You can also run into various government requirements that automobiles just do not have. After our parents died, my siblings and I sold their house. Using a real estate agent we discovered that five years after my parents had the house built (it had a porch with a bunch of 2 by 4 supporting it), the town required that all houses sold in the future had to have these 2 by 4’s fifteen feet in the ground, not just a few inches like my parents had (with no problems for 40 years). So we were required to get 3 different estimates and deduct the price from our offering, with the new buyers “fixing” the porch. We have no idea if they did but they did make a number of gauche changes inside and outside the house, judging by the pictures they had on zillow 7 years later when they sold it.

A house can be sold as easily as a car if it’s a cash transaction and the house is in very good shape with no legal or deed issues or other gotchas, and is priced to market, and the seller is completely honest about the house and overall property condition, and the buyer is representing their financial capability honestly and both know how to read contracts and the respective duties they have.

If all those things are happening then assistance is not needed. If not then well… good luck working it out.

In US terms, a lien is a security interest in property to secure a debt. So it attaches to the property and can survive sale to another party, meaning that the lienee can attack the property for the debt of the previous owner.

You have the shittiest conveyancing traditions on the planet. When I hear my UK lawyer friends describing the process I end up just shaking my head in disbelief. There isn’t too much difference between Australian and UK legal background, but your tradition is seriously effed up. The process takes about three times longer than Australia, and is racked with uncertainty and expense.

I think the other thing is that at a practical level possession is 9/10ths of the story when it comes to personal property but only perhaps 4/10ths of the story when it comes to real property.

If a seller physically possesses personal property and is physically capable of giving it to the buyer, the chances are very good that the buyer will get what they paid for. Of course the seller of personal property with possession might not be able to legitimately pass; the property may be stolen for example. But that is relatively rare.

Contrastingly, a seller of real property might commonly own it despite not having possession, and could easily have possession but not own it. There can be invisible interests and faults which inspection won’t reveal, like easements, incorrect boundaries, municipal regulations affecting development rights, government plans to resume the land, and on and on and on.

I used a flat fee broker to list some real estate on the MLS and gave a 1% discount for people who didn’t have a buyers broker and ended up paying a 2.5% buyers side broker fee (the broker handled all the paperwork and my lawyer/title company reviewed it). Saved enough money that would do it again.

This sort of touches on a large part of the reason: for various historical reasons, land has always been treated differently under the law than other personal property (at least in the Anglo-American legal tradition).

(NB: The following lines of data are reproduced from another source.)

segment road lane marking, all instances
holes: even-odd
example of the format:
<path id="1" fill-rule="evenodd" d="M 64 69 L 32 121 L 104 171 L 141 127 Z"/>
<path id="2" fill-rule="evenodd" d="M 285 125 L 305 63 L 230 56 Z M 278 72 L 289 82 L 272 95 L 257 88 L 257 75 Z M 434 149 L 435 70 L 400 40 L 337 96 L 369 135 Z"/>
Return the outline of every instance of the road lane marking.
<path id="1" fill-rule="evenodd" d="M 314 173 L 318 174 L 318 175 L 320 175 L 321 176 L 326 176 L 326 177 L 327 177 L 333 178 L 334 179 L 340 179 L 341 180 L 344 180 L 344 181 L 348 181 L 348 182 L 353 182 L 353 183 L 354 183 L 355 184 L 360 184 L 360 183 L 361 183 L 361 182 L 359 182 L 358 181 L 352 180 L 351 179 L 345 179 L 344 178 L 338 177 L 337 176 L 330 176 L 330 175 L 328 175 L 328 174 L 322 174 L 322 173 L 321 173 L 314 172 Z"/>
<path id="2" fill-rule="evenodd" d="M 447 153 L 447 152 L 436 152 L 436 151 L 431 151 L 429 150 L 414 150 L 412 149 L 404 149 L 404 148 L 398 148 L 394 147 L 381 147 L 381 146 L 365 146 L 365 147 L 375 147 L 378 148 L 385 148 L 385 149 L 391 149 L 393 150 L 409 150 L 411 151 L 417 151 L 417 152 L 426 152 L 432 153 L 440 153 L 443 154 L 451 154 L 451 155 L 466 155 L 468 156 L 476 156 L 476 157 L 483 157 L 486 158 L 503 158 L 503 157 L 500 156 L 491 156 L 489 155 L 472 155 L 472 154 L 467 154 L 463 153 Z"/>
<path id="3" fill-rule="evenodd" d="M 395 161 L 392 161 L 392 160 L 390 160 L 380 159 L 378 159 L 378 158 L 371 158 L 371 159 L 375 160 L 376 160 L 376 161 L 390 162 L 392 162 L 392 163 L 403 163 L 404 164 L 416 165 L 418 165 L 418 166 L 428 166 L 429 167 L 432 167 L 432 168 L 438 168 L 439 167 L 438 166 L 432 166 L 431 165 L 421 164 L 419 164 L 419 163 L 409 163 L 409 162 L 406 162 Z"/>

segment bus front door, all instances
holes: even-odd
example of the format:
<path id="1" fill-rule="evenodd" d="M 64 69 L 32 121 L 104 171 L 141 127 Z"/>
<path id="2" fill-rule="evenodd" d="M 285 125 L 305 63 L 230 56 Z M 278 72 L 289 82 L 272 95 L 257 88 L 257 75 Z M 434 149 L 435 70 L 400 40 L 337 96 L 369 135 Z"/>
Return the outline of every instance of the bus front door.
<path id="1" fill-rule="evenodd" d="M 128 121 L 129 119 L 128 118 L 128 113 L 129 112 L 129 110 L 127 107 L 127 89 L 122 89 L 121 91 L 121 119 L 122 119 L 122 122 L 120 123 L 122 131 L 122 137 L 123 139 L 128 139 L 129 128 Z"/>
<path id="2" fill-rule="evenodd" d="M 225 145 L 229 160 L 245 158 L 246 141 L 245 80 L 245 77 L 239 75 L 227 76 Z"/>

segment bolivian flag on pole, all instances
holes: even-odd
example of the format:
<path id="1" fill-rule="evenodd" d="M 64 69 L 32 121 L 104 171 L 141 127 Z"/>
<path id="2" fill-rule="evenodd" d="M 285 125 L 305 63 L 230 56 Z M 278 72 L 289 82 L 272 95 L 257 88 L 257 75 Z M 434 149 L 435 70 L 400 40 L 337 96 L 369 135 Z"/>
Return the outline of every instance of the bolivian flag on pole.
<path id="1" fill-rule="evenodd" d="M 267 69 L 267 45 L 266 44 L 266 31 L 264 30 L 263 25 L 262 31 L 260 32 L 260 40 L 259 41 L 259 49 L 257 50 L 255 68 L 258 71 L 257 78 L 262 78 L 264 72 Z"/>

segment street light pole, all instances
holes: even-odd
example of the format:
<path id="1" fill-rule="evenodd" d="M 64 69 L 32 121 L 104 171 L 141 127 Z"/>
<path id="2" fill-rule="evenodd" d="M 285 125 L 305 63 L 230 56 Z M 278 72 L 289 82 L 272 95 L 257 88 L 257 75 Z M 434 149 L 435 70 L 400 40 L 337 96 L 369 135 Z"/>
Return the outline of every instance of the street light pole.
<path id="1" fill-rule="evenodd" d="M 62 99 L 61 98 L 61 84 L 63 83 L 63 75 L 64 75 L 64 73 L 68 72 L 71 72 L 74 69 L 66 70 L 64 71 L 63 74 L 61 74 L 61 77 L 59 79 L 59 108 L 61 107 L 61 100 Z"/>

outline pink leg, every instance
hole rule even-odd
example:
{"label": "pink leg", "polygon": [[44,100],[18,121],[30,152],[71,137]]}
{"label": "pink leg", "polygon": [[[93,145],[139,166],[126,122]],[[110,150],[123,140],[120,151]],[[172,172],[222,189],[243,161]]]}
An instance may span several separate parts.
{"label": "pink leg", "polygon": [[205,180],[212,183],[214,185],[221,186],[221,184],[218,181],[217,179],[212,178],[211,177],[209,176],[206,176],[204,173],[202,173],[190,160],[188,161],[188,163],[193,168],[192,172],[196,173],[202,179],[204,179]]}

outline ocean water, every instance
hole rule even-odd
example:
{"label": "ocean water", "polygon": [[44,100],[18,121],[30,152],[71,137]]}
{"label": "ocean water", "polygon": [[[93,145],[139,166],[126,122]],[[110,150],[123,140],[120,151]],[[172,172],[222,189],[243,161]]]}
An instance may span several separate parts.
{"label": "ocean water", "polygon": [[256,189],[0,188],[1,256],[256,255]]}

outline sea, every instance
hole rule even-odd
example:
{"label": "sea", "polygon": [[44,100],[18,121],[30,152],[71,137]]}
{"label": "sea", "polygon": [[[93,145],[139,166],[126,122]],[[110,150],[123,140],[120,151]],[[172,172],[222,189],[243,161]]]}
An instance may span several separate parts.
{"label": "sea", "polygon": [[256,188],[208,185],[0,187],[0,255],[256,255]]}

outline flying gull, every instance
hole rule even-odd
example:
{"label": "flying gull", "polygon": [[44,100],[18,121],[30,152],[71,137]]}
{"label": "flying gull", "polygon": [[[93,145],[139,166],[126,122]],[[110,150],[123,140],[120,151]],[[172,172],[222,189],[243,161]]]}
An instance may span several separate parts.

In England land was not bought until fairly recently; it was granted by the Crown (technically, that is still true, though it is essentially a meaningless distinction today). That ties into the second reason, which is that land is finite. And the third, which is that ownership of land comes (or came) with various rights that do not accrue to owners of movable property (such as the right to vote, the right to access public highways across neighboring land, water rights, the right of survivorship, which is a complicated way of saying a widow(er) automatically inherits his/her deceased spouse’s interest in land under certain circumstances, and so on).

In the US, we have further complicated matters by adopting various laws coming under the heading of “homestead legislation,” which makes it more difficult to encumber real property with liens or mortgages, or to transfer title.